Announcing a $300,000 grant in August to support Lakota language initiatives at Standing Rock, Sen. Heidi Heitkamp, D-N.D., noted the need and the hope: “Native youth have the cards stacked against them,” she said. “More than a third live in poverty, only half graduate from high school.” Research now shows that immersion programs can help, she said. “They boost morale, improve performance and attendance, and give students the tools they need to better understand their history and culture.”
On the road
Last July, my husband, Lou Groccia, and I packed up our car and drove, and drove some more, to visit Tim, Mary and Thiyata. We covered 1,800 miles to get there, and, as we rolled along, we watched the tree-filled landscape of the East give way to the open spaces and big sky of the Great Plains.
Standing Rock covers an area about the size of Connecticut, stretching into North and South Dakota.
Mary first went to Standing Rock as an Oberlin College intern in 2001 to work in the Tribal Historical Preservation Office. Long story short, she returned after graduating and has lived there for 13 years.
In addition to running a small consulting business with her husband, Mary volunteers at her daughter’s school and takes Lakota language classes. Learning the language has been “very labor-intensive and sometimes I get frustrated,” she says. But “there is a community that has grown up around the revitalization of the language, and being involved in that is immensely satisfying and rewarding.”
Tour guide
With Thiyata as our guide, Lou and I visited the Nest on a hot August morning. Located on the campus of Sitting Bull College, it’s a bright, airy space with lots of tall windows. Thiyata showed us the usual stuff — her cubby, her locker — along with the not-so usual stuff: a buffalo hide for curling up in, posters on the walls with numbers and words in Lakota, and books like Eric Carle’s “Does A Kangeroo Have a Mother Too?” that volunteers have translated into Lakota.
Though the first day of school was still several weeks away, Tipiziwin Tolman, one of four teachers at the school, was there, getting ready for the coming year.
Tolman, who is of Wichiyena Dakota and Hunkpapa Lakota heritage, makes several appearances in “Rising Voices.” She’s a passionate advocate for the Language Nest, but candid about its challenges.
Funding for immersion programs, which depend on grants and donations, can be uncertain.
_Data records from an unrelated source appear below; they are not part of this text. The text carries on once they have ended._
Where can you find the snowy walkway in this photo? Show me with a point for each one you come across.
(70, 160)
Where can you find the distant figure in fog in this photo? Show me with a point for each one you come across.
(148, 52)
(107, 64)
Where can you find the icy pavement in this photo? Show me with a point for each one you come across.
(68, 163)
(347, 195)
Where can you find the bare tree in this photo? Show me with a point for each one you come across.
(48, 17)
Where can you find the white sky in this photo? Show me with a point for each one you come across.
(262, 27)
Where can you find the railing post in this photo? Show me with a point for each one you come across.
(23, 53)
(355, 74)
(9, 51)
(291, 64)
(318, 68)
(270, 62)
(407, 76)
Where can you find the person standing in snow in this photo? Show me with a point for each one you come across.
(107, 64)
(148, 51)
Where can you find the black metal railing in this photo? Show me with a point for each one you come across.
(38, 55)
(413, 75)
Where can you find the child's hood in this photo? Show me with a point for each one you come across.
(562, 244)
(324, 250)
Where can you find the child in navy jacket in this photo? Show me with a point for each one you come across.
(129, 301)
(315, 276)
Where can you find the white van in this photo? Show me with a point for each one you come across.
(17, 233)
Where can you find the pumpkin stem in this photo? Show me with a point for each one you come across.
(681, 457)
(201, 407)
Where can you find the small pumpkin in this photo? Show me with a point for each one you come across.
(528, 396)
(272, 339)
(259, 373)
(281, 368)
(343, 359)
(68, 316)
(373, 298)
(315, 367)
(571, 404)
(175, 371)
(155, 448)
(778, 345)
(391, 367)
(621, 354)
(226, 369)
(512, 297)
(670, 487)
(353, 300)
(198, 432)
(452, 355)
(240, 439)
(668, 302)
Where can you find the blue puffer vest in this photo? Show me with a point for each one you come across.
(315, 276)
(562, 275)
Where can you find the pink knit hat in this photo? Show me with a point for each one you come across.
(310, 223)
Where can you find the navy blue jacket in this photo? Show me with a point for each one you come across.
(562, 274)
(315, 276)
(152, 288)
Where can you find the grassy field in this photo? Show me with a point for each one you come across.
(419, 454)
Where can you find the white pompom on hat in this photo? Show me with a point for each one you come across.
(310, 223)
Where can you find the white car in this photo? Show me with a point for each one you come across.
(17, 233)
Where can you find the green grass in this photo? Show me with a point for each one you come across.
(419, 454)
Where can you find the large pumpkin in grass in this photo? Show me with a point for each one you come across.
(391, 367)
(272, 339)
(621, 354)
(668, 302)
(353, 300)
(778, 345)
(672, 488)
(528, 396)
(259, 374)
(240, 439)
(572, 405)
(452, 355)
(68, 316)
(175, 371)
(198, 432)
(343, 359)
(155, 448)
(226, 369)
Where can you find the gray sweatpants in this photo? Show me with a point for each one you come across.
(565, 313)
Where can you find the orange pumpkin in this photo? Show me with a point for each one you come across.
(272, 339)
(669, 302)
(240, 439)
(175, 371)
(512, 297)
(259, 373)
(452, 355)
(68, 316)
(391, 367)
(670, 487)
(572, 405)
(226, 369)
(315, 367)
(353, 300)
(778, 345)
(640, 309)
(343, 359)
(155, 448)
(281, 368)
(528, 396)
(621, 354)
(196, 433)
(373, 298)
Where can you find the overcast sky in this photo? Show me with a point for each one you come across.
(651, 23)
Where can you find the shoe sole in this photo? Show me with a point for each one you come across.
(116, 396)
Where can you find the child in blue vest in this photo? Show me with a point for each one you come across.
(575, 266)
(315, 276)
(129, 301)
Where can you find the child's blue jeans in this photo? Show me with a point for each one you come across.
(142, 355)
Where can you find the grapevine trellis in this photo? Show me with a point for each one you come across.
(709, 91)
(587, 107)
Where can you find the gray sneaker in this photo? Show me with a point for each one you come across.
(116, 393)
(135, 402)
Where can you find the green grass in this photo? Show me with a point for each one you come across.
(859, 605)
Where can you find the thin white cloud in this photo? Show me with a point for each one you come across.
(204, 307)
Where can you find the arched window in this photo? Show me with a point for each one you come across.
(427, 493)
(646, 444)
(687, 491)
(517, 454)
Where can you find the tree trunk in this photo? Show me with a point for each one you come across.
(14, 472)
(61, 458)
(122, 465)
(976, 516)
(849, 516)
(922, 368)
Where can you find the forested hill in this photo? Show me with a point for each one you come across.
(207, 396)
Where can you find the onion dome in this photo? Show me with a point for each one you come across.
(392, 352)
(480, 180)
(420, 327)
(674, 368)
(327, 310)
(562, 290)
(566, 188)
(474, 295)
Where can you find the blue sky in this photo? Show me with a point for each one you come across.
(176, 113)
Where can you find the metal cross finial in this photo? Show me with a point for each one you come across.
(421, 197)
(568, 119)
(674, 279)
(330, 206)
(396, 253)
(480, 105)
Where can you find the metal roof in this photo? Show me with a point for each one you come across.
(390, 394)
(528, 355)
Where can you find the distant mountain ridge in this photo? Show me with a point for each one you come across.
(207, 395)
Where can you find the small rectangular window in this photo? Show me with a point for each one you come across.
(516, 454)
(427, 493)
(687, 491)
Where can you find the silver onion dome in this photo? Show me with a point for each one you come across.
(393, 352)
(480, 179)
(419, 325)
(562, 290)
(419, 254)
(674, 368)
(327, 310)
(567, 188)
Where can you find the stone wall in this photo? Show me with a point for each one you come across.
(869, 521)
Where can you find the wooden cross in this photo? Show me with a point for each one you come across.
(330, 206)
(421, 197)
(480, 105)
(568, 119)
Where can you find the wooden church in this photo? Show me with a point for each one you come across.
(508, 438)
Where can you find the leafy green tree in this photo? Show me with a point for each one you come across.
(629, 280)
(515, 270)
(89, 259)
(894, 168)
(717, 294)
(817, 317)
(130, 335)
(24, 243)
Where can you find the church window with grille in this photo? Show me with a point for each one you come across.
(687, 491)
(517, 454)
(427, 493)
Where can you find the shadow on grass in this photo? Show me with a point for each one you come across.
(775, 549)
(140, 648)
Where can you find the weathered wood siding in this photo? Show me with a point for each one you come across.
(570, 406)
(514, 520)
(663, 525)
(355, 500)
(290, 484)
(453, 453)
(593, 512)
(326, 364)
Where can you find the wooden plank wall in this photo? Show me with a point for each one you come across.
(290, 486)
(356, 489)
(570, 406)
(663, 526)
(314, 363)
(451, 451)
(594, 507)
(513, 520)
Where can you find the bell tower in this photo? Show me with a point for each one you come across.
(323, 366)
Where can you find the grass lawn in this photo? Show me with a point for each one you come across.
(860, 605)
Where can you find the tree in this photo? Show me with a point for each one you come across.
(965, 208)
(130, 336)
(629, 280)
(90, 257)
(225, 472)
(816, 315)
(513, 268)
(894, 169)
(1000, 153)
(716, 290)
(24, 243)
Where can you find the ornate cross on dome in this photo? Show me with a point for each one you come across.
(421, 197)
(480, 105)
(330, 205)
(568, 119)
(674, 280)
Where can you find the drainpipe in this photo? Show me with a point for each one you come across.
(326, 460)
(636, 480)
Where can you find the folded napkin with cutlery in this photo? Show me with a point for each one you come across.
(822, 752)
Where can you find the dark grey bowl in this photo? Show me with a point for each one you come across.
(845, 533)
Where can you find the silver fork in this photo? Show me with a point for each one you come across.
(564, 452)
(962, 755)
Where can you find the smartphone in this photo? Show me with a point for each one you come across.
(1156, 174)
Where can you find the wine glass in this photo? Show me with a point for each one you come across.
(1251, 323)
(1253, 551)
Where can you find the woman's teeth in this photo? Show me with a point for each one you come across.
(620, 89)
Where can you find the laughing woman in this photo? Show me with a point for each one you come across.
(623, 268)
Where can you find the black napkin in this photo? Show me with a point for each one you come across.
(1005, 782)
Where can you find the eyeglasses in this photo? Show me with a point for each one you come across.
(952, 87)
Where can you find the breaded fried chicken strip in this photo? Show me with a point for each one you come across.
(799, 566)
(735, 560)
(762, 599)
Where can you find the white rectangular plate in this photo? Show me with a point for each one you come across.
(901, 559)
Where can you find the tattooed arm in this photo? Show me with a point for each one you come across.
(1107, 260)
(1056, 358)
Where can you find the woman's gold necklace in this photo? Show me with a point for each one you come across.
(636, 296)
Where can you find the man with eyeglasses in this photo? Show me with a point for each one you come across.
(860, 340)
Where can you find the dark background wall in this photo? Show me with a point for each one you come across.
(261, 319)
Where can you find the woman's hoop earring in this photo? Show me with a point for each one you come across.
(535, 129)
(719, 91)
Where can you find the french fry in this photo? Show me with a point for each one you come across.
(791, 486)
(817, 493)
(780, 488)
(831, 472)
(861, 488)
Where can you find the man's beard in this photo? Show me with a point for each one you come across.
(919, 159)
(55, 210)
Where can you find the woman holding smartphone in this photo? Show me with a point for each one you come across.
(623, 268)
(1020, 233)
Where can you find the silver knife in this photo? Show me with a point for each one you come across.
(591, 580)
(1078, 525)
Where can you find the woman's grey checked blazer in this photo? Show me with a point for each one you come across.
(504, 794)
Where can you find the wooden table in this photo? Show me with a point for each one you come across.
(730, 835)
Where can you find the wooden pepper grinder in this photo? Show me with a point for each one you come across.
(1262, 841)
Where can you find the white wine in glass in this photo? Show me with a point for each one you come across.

Though financial aid is available, the Nest’s fee is $160 every two weeks, putting it out of reach for some families, she said. The vast distances on the reservation and beyond mean that some children are spending two hours a day in the car. Parents are required to take Lakota classes themselves, and volunteer at the school if they can.
For some, it’s just too much.
“Our school is not for everyone and I understand that,” she said.
Tolman said she hopes the Nest will help her students be “happy, comfortable in their own skins, proud and self-confident.” No matter where they go in life, she said, “they’ll carry that with them.”
She believes “with all my heart,” she said, that the Nest nurtures their abilities to become leaders in their families and communities.
When Lakota families gather, she told me, “it’s always an elder” who leads the prayers, “and no one knows what the words mean.”
But now, these children are starting to participate — in Lakota. “And I love seeing that.”
As we left the campus that day, we walked past a large portrait of Sitting Bull, the revered Hunkpapa Lakota chief and holy man who led years of resistance to the U.S. military. Sitting Bull lived at Standing Rock before his death and was killed there by Indian Agency police in 1890.
Next to the portrait was this quotation from Sitting Bull:
“Let us put our minds together and see what life we can make for our children.”
It seemed an apt selection to guide the goings on in the classroom down the hall.
Suzanne Wilson is a former Gazette reporter and editor.